Men among themselves, and women among themselves, keep information exclusively to themselves that the opposite sex does not know and never fully learns.

― Atrona Grizel

If a person is being criticized in a text, and the one reading that text is in fact the very person being criticized, even then, that person rarely takes it personally. Suppose they are being targeted for their ordinariness. Ordinary people constantly feel the need to justify themselves—whether internally or externally. They cannot be “not correct.” This tendency dismisses even the slightest possibility that there might be something wrong within themselves. As a result, their minds become automatic in how they read texts. Their gaze is never inward, always outward. One should have the ability to confront oneself.

― Atrona Grizel

I once heard the saying: “The secret of marriage lies in whether one wishes to be right or to be happy.” While I despise both options, what if my happiness comes precisely from being “right”?

― Atrona Grizel

What is set free is inevitably abused, yet what is forbidden becomes more and more attractive.

― Atrona Grizel

To compress all possible knowledge and every kind of insight in existence into a single mind, and then to sever that mind’s tongue… What Cassandra once was, I am now: an entire universe impossible to prove.

― Atrona Grizel

I see my peers as monkeys to be observed from afar and to be witnessed without interference.

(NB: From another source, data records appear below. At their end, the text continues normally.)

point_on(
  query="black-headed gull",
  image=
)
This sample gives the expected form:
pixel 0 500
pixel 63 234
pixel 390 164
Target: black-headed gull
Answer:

Even if they take direct action toward me, I show no reaction; I only note this down as the characteristics of another species.

― Atrona Grizel

The more people are seen as robots, the more they begin to appear as soulless machines—precisely because they unconsciously confirm this perception themselves.

― Atrona Grizel

It’s not that I don’t know how to be polite. I just don’t want to be polite. One shouldn’t be treated politely—in a good sense. It’s all or nothing.

― Atrona Grizel

All accessible criticisms are the soft ones.